Let this be our quiet place. 
Our small haven of escape and adventure.
Let us find within these walls of wind, water and sky
The joy of family togetherness, as well as individual moments
Of reflection, clarity and inspiration to rejuvenate our souls.
Let us cherish the beauty of the natural world beyond our doorstep,
And let the memories we create and share here, and the peace we find here
Give us hearts’ ease whenever we’re far from home. 
And may the Lord bless us with the protection of fair winds and following seas.
We Christen thee, FORTITUDE. May she stay ever true to her name. 

A toast followed and we went for an inaugural cruise on Lake Union and into Lake Washington. I think her name fits her – so far, (touch wood) she seems to have quite a bit of Fortitude for an ol’ gal.

*feel free to borrow the same for your own use if you’d like!

We Accidentally Bought a Trawler

While sitting in a high school parking lot waiting to pick our daughter up from the SAT exams, my husband was scrolling through Yachtworld and saw a great looking boat on the very last page. He called the broker, who happened to be there and had just shown it to another couple. He said he could wait another couple of hours for us to get there.

My husband said, “You want to go look at it?”

We had been looking at boats for about eight months. We previously owned a sailboat in Maine, but trawlers (and the waters of the Pacific Northwest) were new to us, so these first few months of searching were purely educational. We had never really seen or been on a trawler, so had no idea what we wanted until we started touring the boats, and also figured we wouldn’t really be in a position to buy a boat for 3-5 more years, as we still had 2 kids at home and college tuitions looming.

So we walked the docks. A lot. Went through a lot of boats, all of which were starting to look alike to me. Steven would ask, remember “this that and the other thing about that boat we saw”? I couldn’t recall. That said, we asked a lot of questions, and came up with the list of wants:

  • True pilothouse
  • Around 40′
  • No cored hulls
  • Either a single with “get home” something & bow thruster or a twin (we bought a twin)
  • Steps over ladders (for our aging parents who we hoped would visit and cruise with us)
  • Flybridge
  • Portuguese Bridge
  • Front and back staircase (so anyone can wake up and make coffee without moving through someone else’s cabin).
  • Room to sleep up to six (ourselves, our 3 kids and a friend) but more often just us.
  • Midship master stateroom
  • One Head
  • Separate Shower
  • PNW tankage (1200 nm, 300 gal of water)
  • Well appointed (teak, galley, genset, etc.)
  • Mechnically maintained and in decent shape with DIY upgrades we can handle ourselves.

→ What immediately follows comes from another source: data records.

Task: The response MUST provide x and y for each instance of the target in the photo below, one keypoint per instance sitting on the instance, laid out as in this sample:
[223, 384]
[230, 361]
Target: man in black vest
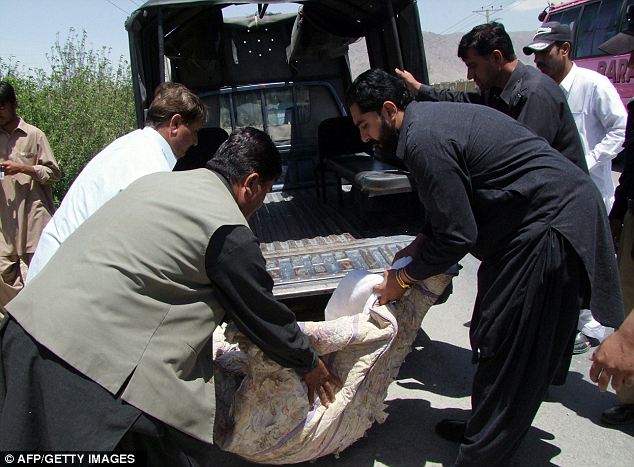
[110, 348]
[491, 188]
[506, 84]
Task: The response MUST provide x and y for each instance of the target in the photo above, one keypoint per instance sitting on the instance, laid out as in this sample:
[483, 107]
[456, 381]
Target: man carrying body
[28, 170]
[111, 346]
[491, 188]
[600, 117]
[507, 85]
[173, 120]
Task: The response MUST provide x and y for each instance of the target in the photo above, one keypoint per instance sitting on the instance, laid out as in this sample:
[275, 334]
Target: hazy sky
[31, 27]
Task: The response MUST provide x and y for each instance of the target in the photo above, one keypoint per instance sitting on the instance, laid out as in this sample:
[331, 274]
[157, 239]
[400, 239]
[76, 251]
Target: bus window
[279, 111]
[566, 16]
[585, 31]
[598, 23]
[248, 109]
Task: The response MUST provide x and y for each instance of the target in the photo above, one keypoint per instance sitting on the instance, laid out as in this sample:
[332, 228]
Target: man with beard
[600, 117]
[537, 224]
[507, 85]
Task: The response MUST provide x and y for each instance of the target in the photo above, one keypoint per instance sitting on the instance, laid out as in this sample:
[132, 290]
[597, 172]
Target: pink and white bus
[593, 22]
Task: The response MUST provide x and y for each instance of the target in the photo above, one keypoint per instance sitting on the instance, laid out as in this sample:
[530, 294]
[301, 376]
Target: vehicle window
[569, 16]
[598, 23]
[624, 20]
[555, 17]
[225, 113]
[248, 109]
[279, 115]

There are a lot of options out there and we found the winnowing process to be a challenge that took a lot of time and discussion as most boats with our list of wants were in the 50′ and $250K + range, which exceeded our budget and size needs.

While the entire list was important, in our case finding a Pilothouse at 40′ was one of the most limiting factors as there aren’t many brands out there in this configuration at that length. KK42 was the next closest contender but typically exceeded the budget.

So when we walked into the boathouse in Olympia to see the boat we had just found a couple hours earlier on Yachtworld, it took all of about 5 minutes to know we had found our boat.

It was like finding a classic old car that had been in someones garage for decades – really well maintained and low mileage. In this case, only 1100 hours on the engines. It was everything we had been looking for and checked off nearly everything on our list (still don’t have those bow thrusters though!).  There was work to be done for sure – it was a 30 year old boat, but we hadn’t seen a single boat yet that didn’t need work. We knew we wouldn’t see another boat like it, in the condition she was in at the price they were asking. So we put down a deposit and scheduled a sea trial.

Walking back from finding our boat … now off to find engine mechanics and surveyors!

The sea trial went well – there were no surprises or deal breakers, nothing that scared off my very DIY handy husband that knows how to fix anything and everything. We were able to come down a bit on the price, and that was it – we were suddenly boat owners, about 5 years earlier than planned.

There were a few sleepless nights between that day we saw the boat, the sea trial and delivery – wondering about whether what we had just done was really a good idea. But as with anything in life; buying a house, having a kid, having another kid, moving across the country, there is never a good time for any of these things. You’re never fully prepared. But somehow – it all works out. You just figure shit out and make it work. So far, do not at all regret accidentally buying this boat. It’s just opened up a whole new adventure to add to our lives.